Less than a week after Israel’s parliament passed a law barring entry to supporters of the boycott, divestment and sanctions (BDS) movement, Israel has sought to make an example of a prominent UK activist.
But he was denied entry when he flew into Israel’s main airport near Tel Aviv on Sunday.
A few days earlier, Israeli police detained anti-occupation activist Jeff Halper, on suspicion of “incitement.” Police said they had been informed that Halper, co-founder of the Israeli Committee Against House Demolitions, was distributing “materials related to BDS.” They released him after concluding he had committed no violations.
A 2011 Israeli law allows advocates of boycott to be sued for damages.
Israel’s crackdown on critics is escalating just as a landmark UN report has found that Israel is guilty of the international crime of apartheid. The report calls on governments around the world to support BDS.
Israel is also showing its anger against the government of South Africa. It is reportedly planning to summon Pretoria’s ambassador for a dressing down over comments made by South African officials likening Israel’s treatment of Palestinians to apartheid.
“Hostile to Israel”
After being held for over seven hours, the Palestine Solidarity Campaign’s Lanning was told he would be denied entry because his activities were “hostile to Israel.”

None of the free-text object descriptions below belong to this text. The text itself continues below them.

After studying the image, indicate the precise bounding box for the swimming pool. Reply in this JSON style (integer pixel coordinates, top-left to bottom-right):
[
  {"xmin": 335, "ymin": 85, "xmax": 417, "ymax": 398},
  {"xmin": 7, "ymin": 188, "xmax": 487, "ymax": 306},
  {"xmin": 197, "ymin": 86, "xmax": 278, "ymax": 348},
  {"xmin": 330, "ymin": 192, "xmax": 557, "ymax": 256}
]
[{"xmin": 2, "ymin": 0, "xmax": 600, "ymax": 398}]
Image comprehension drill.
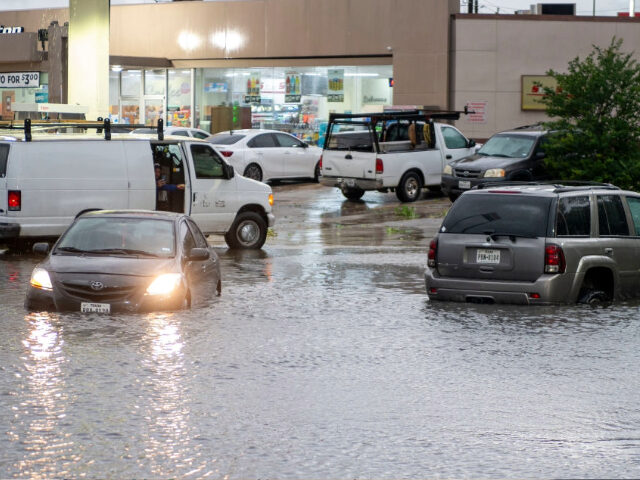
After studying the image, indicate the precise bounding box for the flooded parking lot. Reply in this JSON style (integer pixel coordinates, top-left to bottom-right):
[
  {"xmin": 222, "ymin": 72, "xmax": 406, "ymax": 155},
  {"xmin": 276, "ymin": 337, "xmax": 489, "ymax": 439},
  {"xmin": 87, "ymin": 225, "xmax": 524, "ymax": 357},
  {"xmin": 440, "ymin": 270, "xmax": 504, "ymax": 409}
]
[{"xmin": 1, "ymin": 184, "xmax": 640, "ymax": 478}]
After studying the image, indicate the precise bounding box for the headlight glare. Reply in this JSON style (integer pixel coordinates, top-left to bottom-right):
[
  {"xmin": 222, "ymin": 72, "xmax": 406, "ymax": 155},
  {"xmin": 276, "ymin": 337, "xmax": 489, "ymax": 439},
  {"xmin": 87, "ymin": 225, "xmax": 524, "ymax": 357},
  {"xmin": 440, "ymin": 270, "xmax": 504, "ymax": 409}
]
[
  {"xmin": 30, "ymin": 267, "xmax": 52, "ymax": 291},
  {"xmin": 484, "ymin": 168, "xmax": 506, "ymax": 178},
  {"xmin": 146, "ymin": 273, "xmax": 183, "ymax": 296},
  {"xmin": 443, "ymin": 165, "xmax": 452, "ymax": 175}
]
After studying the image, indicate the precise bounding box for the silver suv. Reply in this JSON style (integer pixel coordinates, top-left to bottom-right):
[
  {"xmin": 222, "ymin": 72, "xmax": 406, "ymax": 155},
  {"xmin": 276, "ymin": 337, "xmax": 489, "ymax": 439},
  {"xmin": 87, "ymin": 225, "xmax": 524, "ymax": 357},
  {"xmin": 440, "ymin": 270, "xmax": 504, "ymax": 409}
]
[{"xmin": 425, "ymin": 183, "xmax": 640, "ymax": 305}]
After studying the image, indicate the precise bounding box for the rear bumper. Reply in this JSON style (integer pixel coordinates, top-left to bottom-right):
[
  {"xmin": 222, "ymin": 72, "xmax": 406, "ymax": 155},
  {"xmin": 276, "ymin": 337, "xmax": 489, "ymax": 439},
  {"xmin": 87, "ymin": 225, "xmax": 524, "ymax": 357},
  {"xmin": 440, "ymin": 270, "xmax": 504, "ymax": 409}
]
[
  {"xmin": 320, "ymin": 175, "xmax": 382, "ymax": 191},
  {"xmin": 424, "ymin": 267, "xmax": 577, "ymax": 305},
  {"xmin": 0, "ymin": 222, "xmax": 20, "ymax": 241}
]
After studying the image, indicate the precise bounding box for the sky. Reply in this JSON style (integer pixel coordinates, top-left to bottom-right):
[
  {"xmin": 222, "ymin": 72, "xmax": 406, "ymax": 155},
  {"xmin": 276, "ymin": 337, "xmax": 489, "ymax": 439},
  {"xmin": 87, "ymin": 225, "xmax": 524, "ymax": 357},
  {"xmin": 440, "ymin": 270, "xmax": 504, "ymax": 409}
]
[{"xmin": 0, "ymin": 0, "xmax": 635, "ymax": 16}]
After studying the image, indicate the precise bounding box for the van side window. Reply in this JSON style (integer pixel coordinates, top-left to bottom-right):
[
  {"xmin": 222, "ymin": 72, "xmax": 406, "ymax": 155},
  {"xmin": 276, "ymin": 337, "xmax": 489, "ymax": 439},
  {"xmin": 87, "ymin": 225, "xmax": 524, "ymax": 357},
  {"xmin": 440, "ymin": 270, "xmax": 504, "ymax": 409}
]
[
  {"xmin": 190, "ymin": 144, "xmax": 224, "ymax": 179},
  {"xmin": 0, "ymin": 144, "xmax": 9, "ymax": 177},
  {"xmin": 626, "ymin": 197, "xmax": 640, "ymax": 236},
  {"xmin": 441, "ymin": 127, "xmax": 468, "ymax": 149},
  {"xmin": 556, "ymin": 196, "xmax": 590, "ymax": 236},
  {"xmin": 598, "ymin": 195, "xmax": 629, "ymax": 236}
]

No further explanation was provided to Lanning at the time he was expelled, but before he returned to London the following morning, Israel’s immigration authority and the ministry of strategic affairs had released a statement saying Lanning was deported because of his efforts to advance the boycott of Israel.
Strategic affairs minister Gilad Erdan, who leads the country’s effort to thwart the Palestine solidarity movement, said he was working with the interior ministry to deny entry to those “acting against Israel.”

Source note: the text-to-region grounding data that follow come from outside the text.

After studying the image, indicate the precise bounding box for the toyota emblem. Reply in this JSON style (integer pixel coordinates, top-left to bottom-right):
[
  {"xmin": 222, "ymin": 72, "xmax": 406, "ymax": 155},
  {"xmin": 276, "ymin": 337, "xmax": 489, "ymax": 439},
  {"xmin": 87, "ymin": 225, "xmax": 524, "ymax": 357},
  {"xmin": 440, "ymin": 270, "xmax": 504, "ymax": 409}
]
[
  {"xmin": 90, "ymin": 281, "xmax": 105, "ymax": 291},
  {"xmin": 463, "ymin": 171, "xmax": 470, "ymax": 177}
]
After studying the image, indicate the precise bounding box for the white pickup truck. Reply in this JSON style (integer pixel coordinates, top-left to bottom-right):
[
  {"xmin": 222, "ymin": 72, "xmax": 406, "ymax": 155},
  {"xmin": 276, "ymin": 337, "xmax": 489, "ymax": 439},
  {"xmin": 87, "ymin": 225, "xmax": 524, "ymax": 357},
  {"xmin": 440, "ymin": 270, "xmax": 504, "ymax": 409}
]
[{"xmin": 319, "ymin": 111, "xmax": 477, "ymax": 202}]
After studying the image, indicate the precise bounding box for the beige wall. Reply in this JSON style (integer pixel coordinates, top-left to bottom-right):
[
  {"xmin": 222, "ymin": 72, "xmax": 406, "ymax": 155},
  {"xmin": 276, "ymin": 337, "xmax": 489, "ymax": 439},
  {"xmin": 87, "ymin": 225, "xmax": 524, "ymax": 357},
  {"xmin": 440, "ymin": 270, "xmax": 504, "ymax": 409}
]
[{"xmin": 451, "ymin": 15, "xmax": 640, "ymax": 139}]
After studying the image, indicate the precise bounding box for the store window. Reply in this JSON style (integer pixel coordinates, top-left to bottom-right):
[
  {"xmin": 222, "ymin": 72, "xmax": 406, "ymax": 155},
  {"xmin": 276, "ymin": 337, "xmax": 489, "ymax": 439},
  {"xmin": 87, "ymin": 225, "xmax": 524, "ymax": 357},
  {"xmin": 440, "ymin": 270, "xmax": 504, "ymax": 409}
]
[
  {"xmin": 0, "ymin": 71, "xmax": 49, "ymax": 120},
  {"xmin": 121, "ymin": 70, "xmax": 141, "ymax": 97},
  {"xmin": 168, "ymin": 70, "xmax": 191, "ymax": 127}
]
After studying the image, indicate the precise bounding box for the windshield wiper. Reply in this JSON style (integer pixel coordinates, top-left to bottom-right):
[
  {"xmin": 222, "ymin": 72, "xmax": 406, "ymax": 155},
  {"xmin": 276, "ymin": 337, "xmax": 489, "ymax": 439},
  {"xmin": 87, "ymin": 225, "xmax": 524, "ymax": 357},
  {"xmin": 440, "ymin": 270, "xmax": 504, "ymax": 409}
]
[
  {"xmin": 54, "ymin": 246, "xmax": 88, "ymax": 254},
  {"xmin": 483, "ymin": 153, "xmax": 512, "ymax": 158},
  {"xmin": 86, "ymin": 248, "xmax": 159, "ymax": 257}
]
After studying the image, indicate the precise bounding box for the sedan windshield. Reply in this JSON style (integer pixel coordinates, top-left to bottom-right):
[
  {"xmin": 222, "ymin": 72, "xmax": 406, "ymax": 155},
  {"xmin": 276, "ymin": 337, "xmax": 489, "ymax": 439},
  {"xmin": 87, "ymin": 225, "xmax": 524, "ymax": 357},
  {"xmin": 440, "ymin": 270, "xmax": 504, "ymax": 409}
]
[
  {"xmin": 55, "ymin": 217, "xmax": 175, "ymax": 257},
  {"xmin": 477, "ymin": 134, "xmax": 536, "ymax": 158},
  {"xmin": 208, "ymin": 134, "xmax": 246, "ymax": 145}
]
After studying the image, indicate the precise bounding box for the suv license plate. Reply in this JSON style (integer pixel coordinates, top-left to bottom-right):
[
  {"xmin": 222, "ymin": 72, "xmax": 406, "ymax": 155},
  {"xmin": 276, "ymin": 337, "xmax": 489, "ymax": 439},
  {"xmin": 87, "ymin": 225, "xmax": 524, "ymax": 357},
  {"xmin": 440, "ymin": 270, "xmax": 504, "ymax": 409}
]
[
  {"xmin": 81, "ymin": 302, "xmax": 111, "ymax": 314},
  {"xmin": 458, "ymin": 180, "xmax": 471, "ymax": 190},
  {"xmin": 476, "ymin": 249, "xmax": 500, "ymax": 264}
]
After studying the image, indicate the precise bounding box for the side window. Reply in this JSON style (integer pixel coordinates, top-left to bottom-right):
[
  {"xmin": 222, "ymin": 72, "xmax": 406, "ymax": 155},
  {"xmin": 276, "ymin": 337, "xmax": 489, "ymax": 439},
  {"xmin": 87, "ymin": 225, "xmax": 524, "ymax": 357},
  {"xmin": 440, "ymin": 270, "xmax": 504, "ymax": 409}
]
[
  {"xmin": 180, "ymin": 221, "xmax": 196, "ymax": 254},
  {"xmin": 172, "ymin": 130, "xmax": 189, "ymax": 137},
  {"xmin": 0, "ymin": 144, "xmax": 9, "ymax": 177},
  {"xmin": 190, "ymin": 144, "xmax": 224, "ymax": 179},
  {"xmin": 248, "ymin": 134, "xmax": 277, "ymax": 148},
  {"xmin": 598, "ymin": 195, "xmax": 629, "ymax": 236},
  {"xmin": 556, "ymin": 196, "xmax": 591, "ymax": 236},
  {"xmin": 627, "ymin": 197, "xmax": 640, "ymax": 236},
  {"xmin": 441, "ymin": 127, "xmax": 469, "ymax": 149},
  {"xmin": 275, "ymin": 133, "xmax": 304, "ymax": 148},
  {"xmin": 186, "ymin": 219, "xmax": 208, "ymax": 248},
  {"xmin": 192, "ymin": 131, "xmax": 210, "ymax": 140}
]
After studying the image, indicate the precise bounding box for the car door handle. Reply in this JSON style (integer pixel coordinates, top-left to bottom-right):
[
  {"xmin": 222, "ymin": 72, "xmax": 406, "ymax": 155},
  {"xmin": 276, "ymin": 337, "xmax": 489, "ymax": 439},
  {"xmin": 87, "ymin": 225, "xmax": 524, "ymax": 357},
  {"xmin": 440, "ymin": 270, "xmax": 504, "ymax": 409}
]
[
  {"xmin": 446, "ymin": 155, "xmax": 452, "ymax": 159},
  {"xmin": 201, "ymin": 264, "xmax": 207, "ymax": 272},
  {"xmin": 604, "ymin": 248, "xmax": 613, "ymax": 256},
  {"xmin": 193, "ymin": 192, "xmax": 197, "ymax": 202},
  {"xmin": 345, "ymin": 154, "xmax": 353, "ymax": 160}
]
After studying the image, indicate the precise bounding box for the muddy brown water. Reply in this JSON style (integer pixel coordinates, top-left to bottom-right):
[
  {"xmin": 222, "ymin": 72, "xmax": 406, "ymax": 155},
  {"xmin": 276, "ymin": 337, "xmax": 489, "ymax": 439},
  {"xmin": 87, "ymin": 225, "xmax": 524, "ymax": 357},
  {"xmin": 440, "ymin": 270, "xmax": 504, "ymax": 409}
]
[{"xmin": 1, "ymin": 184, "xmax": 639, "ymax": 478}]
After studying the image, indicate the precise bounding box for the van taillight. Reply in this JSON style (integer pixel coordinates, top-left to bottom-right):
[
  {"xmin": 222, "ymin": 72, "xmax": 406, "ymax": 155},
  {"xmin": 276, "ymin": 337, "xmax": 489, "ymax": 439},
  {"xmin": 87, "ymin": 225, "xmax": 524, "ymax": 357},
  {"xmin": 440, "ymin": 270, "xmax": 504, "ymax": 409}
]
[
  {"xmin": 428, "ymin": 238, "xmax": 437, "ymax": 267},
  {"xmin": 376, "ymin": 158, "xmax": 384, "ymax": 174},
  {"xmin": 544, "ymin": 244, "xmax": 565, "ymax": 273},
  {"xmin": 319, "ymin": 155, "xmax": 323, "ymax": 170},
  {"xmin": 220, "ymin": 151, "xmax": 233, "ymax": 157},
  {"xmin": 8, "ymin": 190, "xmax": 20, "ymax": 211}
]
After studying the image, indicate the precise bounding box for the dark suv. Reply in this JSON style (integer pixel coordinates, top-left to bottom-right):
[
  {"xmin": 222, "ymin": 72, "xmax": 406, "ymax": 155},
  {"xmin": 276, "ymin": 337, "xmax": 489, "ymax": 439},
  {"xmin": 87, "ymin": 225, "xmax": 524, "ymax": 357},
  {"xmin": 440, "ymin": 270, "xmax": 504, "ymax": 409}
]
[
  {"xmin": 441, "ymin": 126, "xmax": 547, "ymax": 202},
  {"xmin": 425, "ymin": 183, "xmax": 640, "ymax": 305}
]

“Reality is changing,” Erdan said. “No sane country would permit entry to the main activists calling for its boycott and who work to leave it isolated.”
“They do see us as a threat and I don’t think they know what to do,” Lanning told The Electronic Intifada.

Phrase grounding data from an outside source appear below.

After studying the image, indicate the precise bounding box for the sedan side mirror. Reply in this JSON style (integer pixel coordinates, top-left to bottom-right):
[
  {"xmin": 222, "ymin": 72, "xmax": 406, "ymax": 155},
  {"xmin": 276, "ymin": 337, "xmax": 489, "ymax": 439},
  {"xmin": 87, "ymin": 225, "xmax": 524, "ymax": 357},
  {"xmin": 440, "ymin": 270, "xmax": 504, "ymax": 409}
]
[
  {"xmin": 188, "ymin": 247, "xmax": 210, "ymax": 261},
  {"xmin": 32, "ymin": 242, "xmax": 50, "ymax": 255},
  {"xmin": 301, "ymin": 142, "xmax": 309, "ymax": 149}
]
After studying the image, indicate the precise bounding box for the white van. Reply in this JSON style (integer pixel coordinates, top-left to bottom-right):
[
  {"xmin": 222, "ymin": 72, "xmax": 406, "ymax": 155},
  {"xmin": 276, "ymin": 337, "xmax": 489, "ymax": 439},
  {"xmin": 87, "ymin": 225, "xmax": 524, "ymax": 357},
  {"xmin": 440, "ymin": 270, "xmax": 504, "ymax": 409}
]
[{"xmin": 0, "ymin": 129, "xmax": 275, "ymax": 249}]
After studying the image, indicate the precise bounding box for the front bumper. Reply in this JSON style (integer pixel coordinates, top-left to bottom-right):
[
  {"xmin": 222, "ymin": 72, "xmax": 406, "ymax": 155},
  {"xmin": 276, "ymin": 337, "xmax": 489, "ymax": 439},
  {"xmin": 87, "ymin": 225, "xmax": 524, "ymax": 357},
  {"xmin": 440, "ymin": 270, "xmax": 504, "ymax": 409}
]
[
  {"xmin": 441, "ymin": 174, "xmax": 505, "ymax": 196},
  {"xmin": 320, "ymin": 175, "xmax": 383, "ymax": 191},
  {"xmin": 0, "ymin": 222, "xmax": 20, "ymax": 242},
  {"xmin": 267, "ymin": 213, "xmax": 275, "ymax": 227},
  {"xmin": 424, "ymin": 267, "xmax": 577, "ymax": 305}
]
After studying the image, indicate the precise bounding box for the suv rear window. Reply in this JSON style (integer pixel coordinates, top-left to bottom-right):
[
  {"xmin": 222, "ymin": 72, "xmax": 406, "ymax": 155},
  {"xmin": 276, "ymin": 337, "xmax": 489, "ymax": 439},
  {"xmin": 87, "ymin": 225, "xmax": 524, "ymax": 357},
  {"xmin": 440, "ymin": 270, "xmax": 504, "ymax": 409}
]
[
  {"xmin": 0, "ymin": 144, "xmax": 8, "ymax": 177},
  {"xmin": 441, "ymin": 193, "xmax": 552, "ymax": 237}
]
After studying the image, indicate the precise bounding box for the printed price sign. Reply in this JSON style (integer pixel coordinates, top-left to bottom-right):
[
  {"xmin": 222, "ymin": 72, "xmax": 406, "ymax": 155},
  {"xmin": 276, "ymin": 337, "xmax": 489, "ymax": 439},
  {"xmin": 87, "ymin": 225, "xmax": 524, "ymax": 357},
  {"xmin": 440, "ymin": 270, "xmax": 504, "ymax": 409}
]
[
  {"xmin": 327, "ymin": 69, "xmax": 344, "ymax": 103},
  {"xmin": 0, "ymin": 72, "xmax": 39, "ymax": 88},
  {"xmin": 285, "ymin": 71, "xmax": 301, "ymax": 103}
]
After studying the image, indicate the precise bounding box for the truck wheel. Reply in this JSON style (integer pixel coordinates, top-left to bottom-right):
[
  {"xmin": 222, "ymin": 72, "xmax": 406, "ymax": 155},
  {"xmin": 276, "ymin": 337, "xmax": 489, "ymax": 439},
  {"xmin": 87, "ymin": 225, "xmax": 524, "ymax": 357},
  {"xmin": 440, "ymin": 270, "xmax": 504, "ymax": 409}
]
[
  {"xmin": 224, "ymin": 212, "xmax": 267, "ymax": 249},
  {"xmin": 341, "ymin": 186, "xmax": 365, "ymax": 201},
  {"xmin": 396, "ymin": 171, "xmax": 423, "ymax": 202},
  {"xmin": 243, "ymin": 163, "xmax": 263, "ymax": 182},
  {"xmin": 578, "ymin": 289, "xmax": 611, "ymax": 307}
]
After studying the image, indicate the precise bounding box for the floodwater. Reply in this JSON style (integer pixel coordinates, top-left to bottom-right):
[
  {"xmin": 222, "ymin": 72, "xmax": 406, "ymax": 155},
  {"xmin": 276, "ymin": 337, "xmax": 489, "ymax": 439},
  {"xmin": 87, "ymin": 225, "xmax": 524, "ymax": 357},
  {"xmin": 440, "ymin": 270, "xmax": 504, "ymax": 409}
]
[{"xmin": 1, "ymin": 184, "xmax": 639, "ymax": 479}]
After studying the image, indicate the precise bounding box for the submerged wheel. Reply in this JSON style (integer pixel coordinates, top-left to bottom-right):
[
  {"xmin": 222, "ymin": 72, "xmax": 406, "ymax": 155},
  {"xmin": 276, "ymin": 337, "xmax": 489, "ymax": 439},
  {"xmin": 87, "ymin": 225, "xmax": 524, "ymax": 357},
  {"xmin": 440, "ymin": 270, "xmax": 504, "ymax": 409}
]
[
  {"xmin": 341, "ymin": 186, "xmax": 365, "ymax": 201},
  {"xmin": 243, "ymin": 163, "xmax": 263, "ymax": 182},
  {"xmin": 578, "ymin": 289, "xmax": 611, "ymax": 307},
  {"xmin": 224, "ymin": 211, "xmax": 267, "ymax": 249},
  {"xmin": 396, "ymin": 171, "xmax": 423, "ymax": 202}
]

Last month, the Israeli government refused to grant Human Rights Watch’s new Palestine director, Omar Shakir, a work permit, claiming that the decades-old organization was producing “Palestinian propaganda.”
The Israeli ministries called the Palestine Solidarity Campaign a leader in the efforts to “delegitimize Israel” in Europe, adding that its website was “rife with calls to boycott Israel,” the newspaper Haaretz reported.
Lanning said he has travelled to Palestine about a dozen times since he became chair of the Palestine Solidarity Campaign in 2009 but has never experienced any problems.
On Sunday afternoon, however, he was pulled aside as he attempted to go through passport control.
“I’ve never gone through a second round of questioning after passport control, so I assumed a flag came up,” he said.
Lanning said he was questioned by three different officers, each several times. He says the interrogators were repetitive but polite.
An official told Lanning that he had never received so many phone calls from various government officials regarding a single person attempting to enter the country.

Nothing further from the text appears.